Forty years ago, the United States was in the midst of the CB craze. The eleven meter band had been set aside for the Class D Citizens Radio Service in 1958, and it was initially a relatively useful service for short-range communications. But during the 1970’s, it became so wildly popular that every channel was almost continually filled with signals of varying strengths, so that only the closest and most powerful could break through. Back in those days, tuning through the 27 MHz band revealed a cacophony of heterodynes every 10 kHz along the dial, night and day.
CB’s also required a license, and at some point, the FCC was hopelessly overwhelmed. A few years later, they gave up, and licensed everyone in the United States under a “licensed by rule” arrangement. Many people ignored the license requirement, but those who went by the rules faced delays of months before the license arrived in the mail.

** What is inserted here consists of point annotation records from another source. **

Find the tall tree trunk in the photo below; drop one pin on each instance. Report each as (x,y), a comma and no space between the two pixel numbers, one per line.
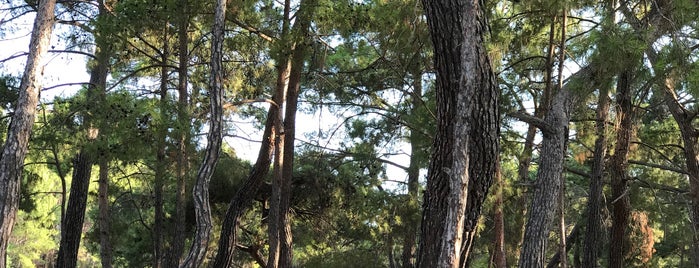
(561,194)
(247,193)
(690,140)
(160,160)
(15,148)
(182,132)
(499,256)
(548,183)
(411,222)
(621,205)
(458,177)
(200,193)
(593,232)
(104,218)
(72,225)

As a stopgap measure, the FCC in 1976 allowed for interim licenses. After you mailed in the license application, you filled out a second form, which you retained for your records. You even assigned yourself a call sign. The call started with K, followed by your initials, followed by your ZIP code. So in my case, I would have been KRC-55418.
Both the license application and the interim license were contained in the box when you bought a CB. But if you didn’t have a copy, the July-August 1976 issue of Elementary Electronics contained a copy. Apparently, the size of the form had to be right, so the magazine instructed you to carefully cut the page to exactly 8 x 10 inches, and follow the instructions.
After you certified, under penalty of imprisonment, that you had mailed the form and the $4, that you were over 18 and not the representative of a foreign government, and weren’t in any prior trouble with the FCC, you assigned yourself the call sign, and you were on the air. The back of the page contained a summary of the rules that you were to scrupulously obey.